In order to to get around this, I have constructed a new scale for measuring effects, which I believe is more natural than the alternative measures. My work on this is available on arXiv at . The paper has been accepted for publication at the journal Epidemiologic Methods, and I plan to post a full explanation of the idea here and on Less Wrong when it is published (presumably, this will be a couple of weeks from now).

I would very much appreciate feedback on this work, and as always, I operate according to Crocker's Rules.

Replies from: RomeoStevens
comment by RomeoStevens · 2018-05-21T18:39:54.306Z · EA(p) · GW(p)

I think counterfactual outcome state transition parameters is a bad name in that it doesn't help people identify where and why they should use it, nor does it communicate all that well what it really is. I'd want to thesaurus each of the key terms in order to search for something punchier. You might object that essentially 'marketing' an esoteric statistics concept seems perverse, but papers with memorable titles do in fact outperform according to the data AFAIK. Sucks but what can you do?

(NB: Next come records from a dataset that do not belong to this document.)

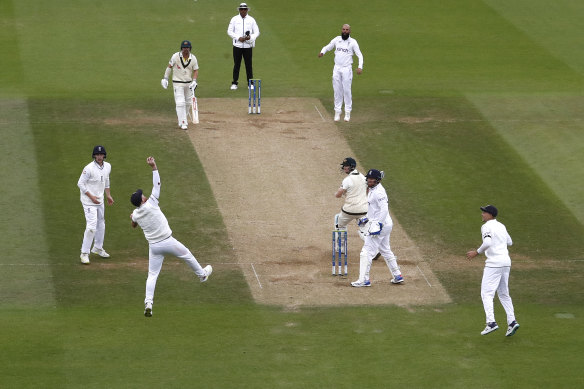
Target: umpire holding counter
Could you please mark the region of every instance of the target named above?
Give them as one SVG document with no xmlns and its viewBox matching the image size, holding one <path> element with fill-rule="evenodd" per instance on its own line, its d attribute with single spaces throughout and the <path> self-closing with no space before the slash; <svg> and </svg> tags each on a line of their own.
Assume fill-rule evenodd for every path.
<svg viewBox="0 0 584 389">
<path fill-rule="evenodd" d="M 252 54 L 255 41 L 260 36 L 260 29 L 255 19 L 247 14 L 248 11 L 249 7 L 246 3 L 239 4 L 239 15 L 232 17 L 227 27 L 227 35 L 233 41 L 233 81 L 231 81 L 231 90 L 237 89 L 242 57 L 245 61 L 248 85 L 249 80 L 253 78 Z"/>
</svg>

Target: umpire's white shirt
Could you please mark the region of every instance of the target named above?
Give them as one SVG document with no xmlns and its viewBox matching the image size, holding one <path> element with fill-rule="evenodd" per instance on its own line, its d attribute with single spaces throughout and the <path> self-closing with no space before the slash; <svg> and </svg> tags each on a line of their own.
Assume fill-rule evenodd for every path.
<svg viewBox="0 0 584 389">
<path fill-rule="evenodd" d="M 363 54 L 361 54 L 361 49 L 359 49 L 359 44 L 355 39 L 349 37 L 347 40 L 343 40 L 343 37 L 339 35 L 333 38 L 320 52 L 325 54 L 333 49 L 335 50 L 335 66 L 350 67 L 353 64 L 353 55 L 356 55 L 359 59 L 357 67 L 363 69 Z"/>
<path fill-rule="evenodd" d="M 511 266 L 511 258 L 507 246 L 511 246 L 513 241 L 507 232 L 507 228 L 497 219 L 485 222 L 481 227 L 483 244 L 477 249 L 479 254 L 485 253 L 487 260 L 486 267 Z"/>
<path fill-rule="evenodd" d="M 103 204 L 103 192 L 105 188 L 110 187 L 109 176 L 111 170 L 112 166 L 108 162 L 104 161 L 103 166 L 100 166 L 95 160 L 83 168 L 83 173 L 81 173 L 81 177 L 77 181 L 83 205 Z M 99 204 L 94 204 L 85 194 L 87 192 L 97 197 Z"/>
<path fill-rule="evenodd" d="M 367 202 L 369 203 L 367 218 L 370 221 L 383 223 L 384 226 L 393 226 L 389 215 L 389 200 L 383 185 L 377 184 L 373 188 L 369 188 Z"/>
<path fill-rule="evenodd" d="M 365 176 L 353 170 L 341 184 L 345 192 L 343 211 L 348 214 L 363 214 L 367 212 L 367 182 Z"/>
<path fill-rule="evenodd" d="M 152 172 L 154 187 L 148 200 L 132 212 L 132 221 L 138 223 L 144 231 L 144 236 L 149 244 L 161 242 L 172 236 L 172 230 L 168 225 L 166 216 L 158 206 L 160 196 L 160 176 L 158 170 Z"/>
<path fill-rule="evenodd" d="M 172 81 L 182 84 L 191 83 L 193 81 L 193 73 L 199 69 L 197 57 L 190 53 L 189 59 L 185 61 L 180 51 L 170 57 L 168 64 L 172 67 Z"/>
<path fill-rule="evenodd" d="M 245 36 L 246 31 L 249 31 L 250 39 L 240 42 L 239 38 Z M 233 46 L 248 49 L 250 47 L 255 47 L 255 41 L 258 36 L 260 36 L 260 28 L 255 19 L 251 16 L 247 15 L 245 18 L 242 18 L 241 15 L 235 15 L 231 18 L 231 21 L 229 21 L 227 35 L 233 40 Z"/>
</svg>

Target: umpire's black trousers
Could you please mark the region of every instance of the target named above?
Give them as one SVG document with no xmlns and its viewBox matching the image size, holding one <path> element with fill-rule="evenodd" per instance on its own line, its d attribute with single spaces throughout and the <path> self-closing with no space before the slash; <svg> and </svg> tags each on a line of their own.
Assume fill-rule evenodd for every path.
<svg viewBox="0 0 584 389">
<path fill-rule="evenodd" d="M 239 80 L 239 68 L 241 68 L 241 57 L 245 61 L 245 72 L 247 74 L 247 84 L 249 85 L 249 79 L 253 78 L 253 65 L 252 65 L 252 50 L 253 48 L 241 48 L 233 46 L 233 84 L 237 85 Z"/>
</svg>

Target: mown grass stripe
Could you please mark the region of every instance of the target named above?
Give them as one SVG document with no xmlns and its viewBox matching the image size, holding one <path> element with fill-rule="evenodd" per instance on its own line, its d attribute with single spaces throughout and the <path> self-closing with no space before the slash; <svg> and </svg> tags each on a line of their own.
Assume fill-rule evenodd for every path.
<svg viewBox="0 0 584 389">
<path fill-rule="evenodd" d="M 46 306 L 55 302 L 43 221 L 34 139 L 26 100 L 0 100 L 0 307 Z"/>
</svg>

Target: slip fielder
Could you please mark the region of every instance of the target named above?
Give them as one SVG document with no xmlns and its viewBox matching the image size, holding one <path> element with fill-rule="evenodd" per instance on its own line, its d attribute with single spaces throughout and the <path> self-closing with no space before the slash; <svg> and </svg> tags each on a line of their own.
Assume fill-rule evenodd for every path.
<svg viewBox="0 0 584 389">
<path fill-rule="evenodd" d="M 166 216 L 158 204 L 160 198 L 160 175 L 153 157 L 148 157 L 146 163 L 152 168 L 152 193 L 150 197 L 138 189 L 130 197 L 130 202 L 136 209 L 130 214 L 132 227 L 140 226 L 148 241 L 148 279 L 146 280 L 146 298 L 144 299 L 144 316 L 152 316 L 154 290 L 156 280 L 162 269 L 165 255 L 173 255 L 182 259 L 195 272 L 201 282 L 207 281 L 213 268 L 211 265 L 202 268 L 195 256 L 181 242 L 172 237 L 172 230 Z"/>
<path fill-rule="evenodd" d="M 495 293 L 499 295 L 499 301 L 507 314 L 507 332 L 505 336 L 513 336 L 519 329 L 519 323 L 515 320 L 513 301 L 509 295 L 509 273 L 511 272 L 511 258 L 507 246 L 511 246 L 513 241 L 507 232 L 505 225 L 497 221 L 499 213 L 493 205 L 481 207 L 481 218 L 484 224 L 481 227 L 483 243 L 476 250 L 466 253 L 470 260 L 479 254 L 484 253 L 487 257 L 485 269 L 483 270 L 483 281 L 481 282 L 481 298 L 487 319 L 487 326 L 481 335 L 489 334 L 499 326 L 495 321 L 493 310 L 493 299 Z"/>
<path fill-rule="evenodd" d="M 85 214 L 85 232 L 81 244 L 81 263 L 89 264 L 89 252 L 102 258 L 109 258 L 109 254 L 103 249 L 105 238 L 105 207 L 104 193 L 107 203 L 112 205 L 114 199 L 110 194 L 111 165 L 105 162 L 107 152 L 103 146 L 95 146 L 91 155 L 93 161 L 83 168 L 83 172 L 77 181 L 79 187 L 81 205 Z M 93 248 L 91 245 L 93 244 Z"/>
</svg>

I bother to go into this because this research area seems important enough to warrant attention and I worry it won't get it.

Replies from: Anders_Huitfeldt
comment by Anders_Huitfeldt · 2018-05-21T18:48:51.644Z · EA(p) · GW(p)

Thank you! I will think about whether I can come up with a catchier name for future publications (and about whether the benefits outweight the costs of rebranding).

If anyone has suggestions for a better name (for an effect measure that intuitively measures the probability that the exposure switches a person's outcome state), please let me know!

comment by John G. Halstead (Halstead) · 2018-06-06T13:26:25.742Z · EA(p) · GW(p)

V interesting. I'd be curious to hear the arguments as to why we should persist with expensive RCTs if heterogeneity is as described.